Mr Medvedev visited the centre's play area, serving as a classroom during the school year. He also stopped by the cafeteria and saw what dishes were being served for dinner. The day's menu included a vegetable salad, meat with buckwheat as a side-dish, and fruit juice.

Mr Medvedev was also shown the main rehab unit, including an area with specialist equipment for electrophoresis and other medical procedures. Dr Dyatlova, the centre's chief doctor, said most of the patients make a stride toward recovery after the 21-day rehabilitation course offered here.

The prime minister then headed on to the playground, where the Formula of Success competition was underway. The entrants, split up into teams, were carrying out assignments. One of these was about creating urban planning models from cardboard, foil, old boxes and chocolate wraps. The prime minister wondered about the function of each of the models submitted. He was shown models of a socialising area, a swimming pool, and urban green spaces.

Another assignment was to make balloon animals. The prime minister liked the examples he was shown. "You can have them if you like," a caregiver said and offered him one of the handmade toys. He accepted it and then made his own balloon animal in return.

A third assignment involved creating a social network and registering a Twitter account. Mr Medvedev went to the computer and typed a message: "Hello to everyone at Krasnaya Pakhra."

On his way out, he dropped into the art workshop called the UN Convention on the Rights of the Child. The children in there were trying to express through visual arts how they see themselves in this world.

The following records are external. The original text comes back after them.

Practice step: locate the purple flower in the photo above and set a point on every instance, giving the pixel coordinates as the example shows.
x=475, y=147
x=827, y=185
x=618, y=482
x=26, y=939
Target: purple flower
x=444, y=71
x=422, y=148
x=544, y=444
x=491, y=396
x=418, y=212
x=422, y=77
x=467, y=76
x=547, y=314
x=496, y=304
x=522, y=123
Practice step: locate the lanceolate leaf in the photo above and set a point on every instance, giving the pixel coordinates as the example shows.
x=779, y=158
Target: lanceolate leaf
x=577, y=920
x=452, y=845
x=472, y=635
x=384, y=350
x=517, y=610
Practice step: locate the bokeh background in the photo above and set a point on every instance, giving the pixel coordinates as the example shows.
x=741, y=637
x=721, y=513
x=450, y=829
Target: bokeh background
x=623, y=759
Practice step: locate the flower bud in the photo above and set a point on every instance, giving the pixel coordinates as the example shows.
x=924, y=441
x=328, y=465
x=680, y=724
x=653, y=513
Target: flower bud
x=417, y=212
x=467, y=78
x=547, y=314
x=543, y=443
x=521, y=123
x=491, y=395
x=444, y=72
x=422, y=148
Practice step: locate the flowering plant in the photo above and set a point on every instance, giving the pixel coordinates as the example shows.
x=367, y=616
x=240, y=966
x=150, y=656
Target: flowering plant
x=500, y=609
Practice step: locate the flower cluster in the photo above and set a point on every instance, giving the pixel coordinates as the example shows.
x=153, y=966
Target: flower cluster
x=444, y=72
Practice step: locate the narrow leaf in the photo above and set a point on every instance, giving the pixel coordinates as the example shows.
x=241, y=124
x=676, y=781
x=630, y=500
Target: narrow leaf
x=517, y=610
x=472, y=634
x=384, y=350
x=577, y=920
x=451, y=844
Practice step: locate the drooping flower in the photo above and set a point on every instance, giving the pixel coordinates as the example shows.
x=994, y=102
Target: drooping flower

Mr Medvedev then approached the nearby information stands to read about improvements to the system of children's resorts in Russia. Labor and Social Protection Minister Maxim Topilin and Education Minister Dmitry Livanov updated Mr Medvedev on the state of children's resorts across the country.

According to Mr Topilin, there are more than 50,000 such resorts in Russia at the moment, with most concentrated in the Central, the Volga, and the Siberian Federal Districts. A total 8.8 million children spend their holidays in summer camps in this country, he said. He spoke in detail about major Russian children's resorts, such as Orlyonok, Okean and Smena.

Deputy Prime Minister for Social Policy Olga Golodets demonstrated a model of the seaside recreation centre Kamchia, in Bulgaria, which is part of an international project run by the Moscow government. The resort's current capacity is 110 children, but several more blocks are to be added later on. According to Mrs Golodets, all the programmes offered there are built around a certain theme and help children learn new things. "There's no substitute for Bulgaria as the first foreign destination [for Russian travelers]," Mr Livanov said jokingly.

"As it was in the Soviet times," Mr Medvedev played up. "Back then, one had to pass the 'test of Bulgaria' before he or she could aspire to go to a more distant country."

At the end of his visit, the prime minister left a print of his palm on a special wall and an inscription. "Have a great holiday and get well soon!"